In both those cases the K&R C model was very simple. You could decide you love how simple this model is, and when smarter compilers optimise it into a pretzel or other languages are faster that's OK. This code used to drive the serial port, now it does nothing, OK, don't use C to write such drivers. This code used to go real fast, now everybody else is faster, OK, don't use C if you need the best performance.
C89 and C99 choose different, making the language more complicated to keep addressing performance and compatibility. In C99 I can write the fast serial port driver, but it's significantly more complicated as a result. The beginner will definitely get it wrong and explaining why is pretty subtle.
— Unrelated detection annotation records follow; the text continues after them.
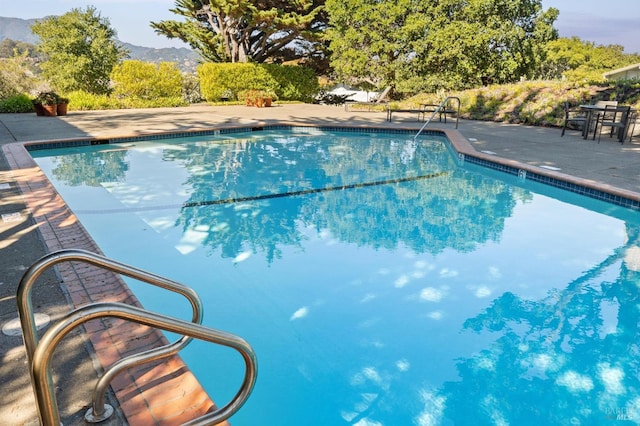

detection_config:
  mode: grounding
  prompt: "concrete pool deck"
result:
[0,104,640,425]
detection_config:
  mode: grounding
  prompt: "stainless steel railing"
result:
[31,302,258,426]
[17,249,255,425]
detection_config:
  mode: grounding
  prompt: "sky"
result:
[0,0,640,53]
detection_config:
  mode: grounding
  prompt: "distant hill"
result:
[0,16,199,72]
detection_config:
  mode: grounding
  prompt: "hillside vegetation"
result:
[391,81,640,126]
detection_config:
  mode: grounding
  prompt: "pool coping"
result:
[2,123,640,425]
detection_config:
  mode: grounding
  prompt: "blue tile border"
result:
[24,125,640,210]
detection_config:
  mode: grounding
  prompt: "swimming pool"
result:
[32,129,640,426]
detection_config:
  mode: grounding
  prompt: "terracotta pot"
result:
[33,103,44,117]
[42,104,58,117]
[57,104,69,115]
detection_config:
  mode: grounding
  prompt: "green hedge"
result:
[111,60,182,100]
[262,64,319,102]
[197,63,318,102]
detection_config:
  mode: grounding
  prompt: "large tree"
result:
[31,6,127,94]
[151,0,326,62]
[326,0,557,92]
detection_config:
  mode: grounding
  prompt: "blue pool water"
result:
[32,131,640,426]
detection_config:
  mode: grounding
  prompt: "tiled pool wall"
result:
[25,125,640,210]
[3,125,640,425]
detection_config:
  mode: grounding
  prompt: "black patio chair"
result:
[560,101,587,137]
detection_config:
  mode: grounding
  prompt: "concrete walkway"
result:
[0,104,640,425]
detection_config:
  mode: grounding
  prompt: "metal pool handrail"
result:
[16,249,203,423]
[413,96,460,140]
[30,302,258,426]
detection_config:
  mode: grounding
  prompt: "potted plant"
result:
[56,96,69,115]
[31,99,44,117]
[36,92,59,117]
[244,89,276,108]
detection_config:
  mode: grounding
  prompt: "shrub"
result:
[197,63,278,102]
[111,60,182,100]
[262,64,319,102]
[0,94,33,112]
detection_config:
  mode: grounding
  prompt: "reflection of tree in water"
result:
[440,224,640,425]
[165,135,526,261]
[52,149,129,187]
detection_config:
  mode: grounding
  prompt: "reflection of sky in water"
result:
[37,134,640,426]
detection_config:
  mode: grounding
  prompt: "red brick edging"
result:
[2,143,222,426]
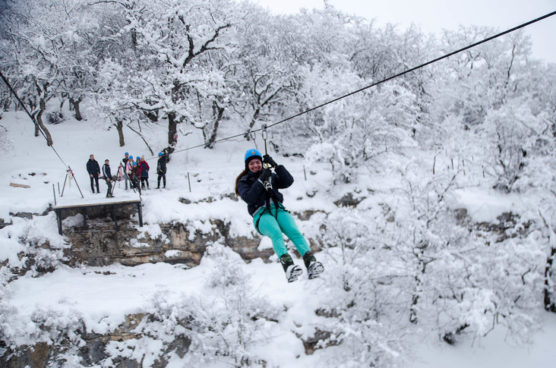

Then C11 says actually you're not writing sequential programs, which was a crucial simplification in K&R C - the programs you can write do one thing at a time, in order, and then maybe stop. The memory model in C11 is needed because it says actually your programs might do more or different things at once.
Now, in reality by 2011 lots of people were writing C that's not actually sequential - after all SMP Linux long pre-dates C11. But those weren't legal C programs, they're GNU's dialect and so all bets are off. Nobody is claiming Linux is simple.
So C11 definitely isn't the simple language for a 1970s computer any more. C11 is a competitor with C++ or today Rust. And it doesn't fare so well by that comparison.